Apart from school, Jemimah also practices at the MIG Club in Bandra, but those facilities became accessible only after she started making waves. “When she was small, no one used to help. People’s approach was not right at that time. They used to think she is a girl and can’t do much,” adds Ivan, who is confident that her daughter is now “an inspiration to other girls.”
With the academy set to attract good mileage, Ivan is confident that it won’t divide the attention he pays to Jemimah’s game.
“I don’t think it should clash with my timing. Because I am always free in the evening. Mostly it will be having at 4:30 pm to 6:30-7pm under floodlights. Still, if I have a problem with timing, I can go a little later also,” he adds. “Friday, Saturday and Sunday in the evening we are planning to take. Another facility is floodlight so it wouldn’t hamper the continuation of the practice.
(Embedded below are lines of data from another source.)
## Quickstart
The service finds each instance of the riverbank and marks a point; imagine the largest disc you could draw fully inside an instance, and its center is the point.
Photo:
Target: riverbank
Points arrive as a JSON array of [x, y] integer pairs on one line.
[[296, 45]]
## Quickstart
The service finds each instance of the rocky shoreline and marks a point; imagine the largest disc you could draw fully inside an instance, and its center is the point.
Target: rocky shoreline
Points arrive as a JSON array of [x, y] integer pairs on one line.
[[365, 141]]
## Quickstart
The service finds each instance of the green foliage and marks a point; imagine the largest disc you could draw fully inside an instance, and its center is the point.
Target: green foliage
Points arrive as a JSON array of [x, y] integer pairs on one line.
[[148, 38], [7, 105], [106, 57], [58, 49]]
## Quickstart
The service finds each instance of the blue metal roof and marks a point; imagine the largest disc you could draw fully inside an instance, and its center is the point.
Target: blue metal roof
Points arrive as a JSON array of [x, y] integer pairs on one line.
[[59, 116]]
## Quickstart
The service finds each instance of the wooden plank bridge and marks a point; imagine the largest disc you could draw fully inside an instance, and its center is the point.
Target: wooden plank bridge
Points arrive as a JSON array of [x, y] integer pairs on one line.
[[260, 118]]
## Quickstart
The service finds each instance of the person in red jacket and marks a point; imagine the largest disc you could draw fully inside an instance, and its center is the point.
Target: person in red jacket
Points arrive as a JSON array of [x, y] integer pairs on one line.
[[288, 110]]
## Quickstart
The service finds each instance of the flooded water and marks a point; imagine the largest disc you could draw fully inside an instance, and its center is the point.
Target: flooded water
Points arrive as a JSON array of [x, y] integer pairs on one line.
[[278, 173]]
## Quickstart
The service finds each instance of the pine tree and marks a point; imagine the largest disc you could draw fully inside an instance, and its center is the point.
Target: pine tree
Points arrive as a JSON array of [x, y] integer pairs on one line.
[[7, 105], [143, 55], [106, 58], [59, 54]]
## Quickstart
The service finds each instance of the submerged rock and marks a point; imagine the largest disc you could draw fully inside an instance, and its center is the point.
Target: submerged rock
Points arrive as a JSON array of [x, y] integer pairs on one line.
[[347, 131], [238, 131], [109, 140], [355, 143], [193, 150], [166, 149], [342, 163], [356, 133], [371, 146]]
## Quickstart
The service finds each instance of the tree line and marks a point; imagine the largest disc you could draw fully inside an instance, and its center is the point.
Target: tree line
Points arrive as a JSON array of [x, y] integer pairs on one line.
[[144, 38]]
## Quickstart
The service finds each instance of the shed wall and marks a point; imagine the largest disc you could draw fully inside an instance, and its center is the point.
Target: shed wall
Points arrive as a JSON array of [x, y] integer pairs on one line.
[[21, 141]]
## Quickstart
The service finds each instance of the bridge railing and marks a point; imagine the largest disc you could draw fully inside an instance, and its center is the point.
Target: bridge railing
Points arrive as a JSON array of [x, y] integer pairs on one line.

“Right now, I am not planning to give it to any outside coach, I want to personally train. This is my academy and I will look after it. I will be present there unless or until I go out with Jemimah for matches,” he continues. “My sons are equally talented and they will be playing a part. I will involve my family there to help me out if required.”
Ivan’s eye for talent is well known in the local circuit, and he wants to give it a definite shape.
“Children often come to see Jemimah when she practices but two-three girls always come there on a regular basis and I have seen them progressing much more than the other girls,” he says. “I don’t call everybody but I ask them to come. Not to practice with her because for Jemimah, in school, everything is done by the bowling machine, but to see her batting or bowling. They have some special talent and they can reach Mumbai or reach India.
“I want the children to represent Mumbai and India. This is my main goal. Even I have told my school children too that if you want to do time pass then please don’t come. I am not interested in coaching you,” he shares his vision. “If you are anyway interested in playing for Mumbai or your country, then only come. I have taken it for passion, not for the time pass.”
The initial response has been good, and Ivan hopes the academy will take flight fast and help him achieve his bigger aspirations.